Mero buzzed through the air and landed lightly on Jeremiah's shoulder. "'Fraid so, kid. Ya gotta learn to crawl before ya can sprint."
Jeremiah exhaled, shoulders sagging. He hadn't expected an instant solution, but some kind of shortcut wouldn't have hurt. Cracking his neck, he refocused on the screen. Not that there was much to consider. The Menu Tutorial was already marked complete, and the Menagerie Tutorial was in progress, leaving only two other available options. Everything else remained locked behind cryptic placeholders.
His gaze snapped to the Skill Tutorial. If Tempered by the Waves had been any indication, skills were what he needed most. But when he reached for it, the button remained greyed out, LOCKED emblazoned beside it.

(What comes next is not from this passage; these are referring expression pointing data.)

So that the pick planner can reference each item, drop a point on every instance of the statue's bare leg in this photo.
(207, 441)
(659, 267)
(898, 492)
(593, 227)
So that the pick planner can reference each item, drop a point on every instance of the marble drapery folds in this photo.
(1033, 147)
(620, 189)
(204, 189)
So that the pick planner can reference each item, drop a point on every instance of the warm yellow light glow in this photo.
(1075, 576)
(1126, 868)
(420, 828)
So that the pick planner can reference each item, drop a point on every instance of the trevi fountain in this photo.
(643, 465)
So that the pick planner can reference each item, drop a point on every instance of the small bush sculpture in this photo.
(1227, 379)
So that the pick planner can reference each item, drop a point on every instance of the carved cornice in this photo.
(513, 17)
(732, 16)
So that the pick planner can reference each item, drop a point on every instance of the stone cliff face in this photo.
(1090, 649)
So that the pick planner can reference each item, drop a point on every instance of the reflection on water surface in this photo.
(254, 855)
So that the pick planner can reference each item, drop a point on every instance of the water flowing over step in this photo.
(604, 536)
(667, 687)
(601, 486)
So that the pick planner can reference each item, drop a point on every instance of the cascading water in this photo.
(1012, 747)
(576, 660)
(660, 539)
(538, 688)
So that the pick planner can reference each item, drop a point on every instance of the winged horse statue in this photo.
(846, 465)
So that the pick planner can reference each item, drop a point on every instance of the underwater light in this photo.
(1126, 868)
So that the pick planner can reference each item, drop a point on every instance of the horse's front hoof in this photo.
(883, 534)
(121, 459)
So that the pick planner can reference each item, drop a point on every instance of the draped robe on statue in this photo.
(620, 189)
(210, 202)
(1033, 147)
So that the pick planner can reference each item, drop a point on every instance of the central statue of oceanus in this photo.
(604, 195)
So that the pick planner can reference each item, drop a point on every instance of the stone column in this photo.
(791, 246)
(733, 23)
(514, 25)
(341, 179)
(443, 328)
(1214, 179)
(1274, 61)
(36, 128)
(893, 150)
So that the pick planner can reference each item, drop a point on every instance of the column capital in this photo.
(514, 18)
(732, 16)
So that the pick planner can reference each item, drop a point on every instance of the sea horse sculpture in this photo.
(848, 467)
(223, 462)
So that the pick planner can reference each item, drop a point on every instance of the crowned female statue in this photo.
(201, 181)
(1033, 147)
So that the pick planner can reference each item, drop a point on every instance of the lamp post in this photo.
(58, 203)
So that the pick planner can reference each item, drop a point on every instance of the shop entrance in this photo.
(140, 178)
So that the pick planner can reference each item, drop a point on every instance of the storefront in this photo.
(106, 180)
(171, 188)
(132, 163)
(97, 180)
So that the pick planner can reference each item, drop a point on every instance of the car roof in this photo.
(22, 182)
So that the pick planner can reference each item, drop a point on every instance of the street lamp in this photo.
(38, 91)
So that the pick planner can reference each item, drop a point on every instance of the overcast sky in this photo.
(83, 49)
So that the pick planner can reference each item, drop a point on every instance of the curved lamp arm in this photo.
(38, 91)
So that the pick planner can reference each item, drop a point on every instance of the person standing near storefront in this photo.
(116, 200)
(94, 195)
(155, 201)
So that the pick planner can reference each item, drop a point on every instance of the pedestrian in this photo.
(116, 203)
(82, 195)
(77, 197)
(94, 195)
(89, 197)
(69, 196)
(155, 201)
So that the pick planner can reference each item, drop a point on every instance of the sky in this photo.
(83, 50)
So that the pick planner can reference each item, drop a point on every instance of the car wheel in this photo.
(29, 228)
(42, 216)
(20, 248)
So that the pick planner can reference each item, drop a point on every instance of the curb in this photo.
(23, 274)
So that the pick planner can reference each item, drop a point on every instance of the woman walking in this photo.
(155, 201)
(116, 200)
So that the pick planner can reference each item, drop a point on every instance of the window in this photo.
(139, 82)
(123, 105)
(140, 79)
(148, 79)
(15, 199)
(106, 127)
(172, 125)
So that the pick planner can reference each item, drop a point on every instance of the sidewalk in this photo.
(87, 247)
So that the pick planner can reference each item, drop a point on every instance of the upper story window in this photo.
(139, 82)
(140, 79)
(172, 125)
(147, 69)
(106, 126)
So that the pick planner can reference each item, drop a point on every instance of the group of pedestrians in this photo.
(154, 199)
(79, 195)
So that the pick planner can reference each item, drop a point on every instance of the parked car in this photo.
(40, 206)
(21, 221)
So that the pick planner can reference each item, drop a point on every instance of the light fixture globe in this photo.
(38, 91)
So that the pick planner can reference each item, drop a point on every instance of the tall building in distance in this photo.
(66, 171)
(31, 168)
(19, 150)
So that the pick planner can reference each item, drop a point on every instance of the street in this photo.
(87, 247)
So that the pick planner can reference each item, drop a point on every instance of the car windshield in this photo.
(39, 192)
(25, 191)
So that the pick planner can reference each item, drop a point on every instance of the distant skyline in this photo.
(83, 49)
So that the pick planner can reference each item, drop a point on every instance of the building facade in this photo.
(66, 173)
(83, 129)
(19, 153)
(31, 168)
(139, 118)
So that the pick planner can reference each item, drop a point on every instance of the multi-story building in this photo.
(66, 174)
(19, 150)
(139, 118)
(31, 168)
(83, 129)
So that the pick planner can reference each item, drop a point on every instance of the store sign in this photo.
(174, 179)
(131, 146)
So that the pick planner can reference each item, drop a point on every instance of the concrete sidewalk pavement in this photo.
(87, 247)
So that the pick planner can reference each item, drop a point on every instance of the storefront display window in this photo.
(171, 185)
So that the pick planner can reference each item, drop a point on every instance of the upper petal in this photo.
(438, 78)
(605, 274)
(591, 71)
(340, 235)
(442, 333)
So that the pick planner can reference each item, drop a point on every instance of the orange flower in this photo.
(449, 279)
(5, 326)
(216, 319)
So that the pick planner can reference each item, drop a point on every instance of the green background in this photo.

Still, he tapped it, just in case.
A smaller window flickered into view.
——————✴——————
Skill Tutorial is currently locked.
Please complete the Beast Bond Tutorial before continuing.
——————✴——————
Jeremiah frowned. "Well, that answers that."
Mero chuckled. "Nice try, kid."
Jeremiah rolled his eyes and shifted his attention to the Beast Bond Tutorial. He vaguely recalled it from the first tutorial, though it had barely been mentioned.
Taking a steadying breath, he reached for the button—
"Wait," Mero interrupted.
Jeremiah froze, eyeing the fairy guide warily.
"Just a warning," Mero said, his usual mischief absent. His expression was strangely serious. "Jumpin' ahead like this might have some… unintended consequences."
Jeremiah narrowed his eyes. "Like what?"
Mero shrugged, his smirk returning, though it didn't quite reach his eyes. "Hard to say. The System was built to mostly hard counter anythin' that'd really screw ya over. Even if ya messed up horribly and failed the current Menagerie mission, desynchronization isn't likely to kill you…" softer, he said coughing into his hand, "we think…" before switching back to his cheery tone "But…" He spread his hands. "We're all still learnin' here."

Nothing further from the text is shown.